I tell you f(x) = sin(x) + cos(x). Have I told you something about f ' (x)?

Yes.

But in real experiments, you're not given the underlying function, only observations of some of its values.

So, I tell you a time series for an unknown function f.

What have I told you about f'? What further information would you need to make a numerical calculation of the amount of information you now have about f'?

In the data file I originally linked to, there is not merely no linear relationship, but virtually no relationship whatsoever, discoverable by any means whatever, between the two columns, which tabulate f and f' for a certain stochastic function f.

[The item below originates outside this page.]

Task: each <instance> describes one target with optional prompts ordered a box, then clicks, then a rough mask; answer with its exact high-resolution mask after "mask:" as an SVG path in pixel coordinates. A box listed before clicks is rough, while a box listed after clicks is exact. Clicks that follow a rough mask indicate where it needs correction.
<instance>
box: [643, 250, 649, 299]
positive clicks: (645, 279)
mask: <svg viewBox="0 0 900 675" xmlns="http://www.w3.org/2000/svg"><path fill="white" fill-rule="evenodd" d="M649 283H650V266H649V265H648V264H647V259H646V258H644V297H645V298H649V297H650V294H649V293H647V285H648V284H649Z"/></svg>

Mutual information, even in Kolmogorov heaven, is not present.

Comment author: Cyan 20 November 2009 12:29:14AM 1 point [-]

Mutual information is the difference of marginal and conditional entropy (eq 4 of this): I(X,Y) = H(X) - H(X|Y)

Suppose X is a deterministic function of Y (e.g., Y is a function sampled from a stochastic process and X is its derivative). Then P(X|Y) is a degenerate distribution and the conditional entropy H(X|Y) is 0. Hence Y is maximally informative about X.

Comment author: Steve_Rayhawk 20 November 2009 02:20:57AM 1 point [-]

I think the words Richard used in his question denoted the mutual information between the functions A and B, but I think he meant to ask about the mutual information between two time series datasets sampled from A and B over the same interval.

Comment author: Cyan 20 November 2009 03:36:35AM 1 point [-]

If A causes B...

No need to bring up causality. It's enough that knowledge of A specifies B too.

Comment author: SilasBarta 20 November 2009 04:57:26PM 1 point [-]

Yes, that's correct. I only mentioned causality to make my comment relevant to the context Kennaway brought up.

Comment author: MichaelBishop 17 November 2009 07:41:00PM 0 points [-]

Considering all the different combinations of things you might condition on, the task does not sound trivial.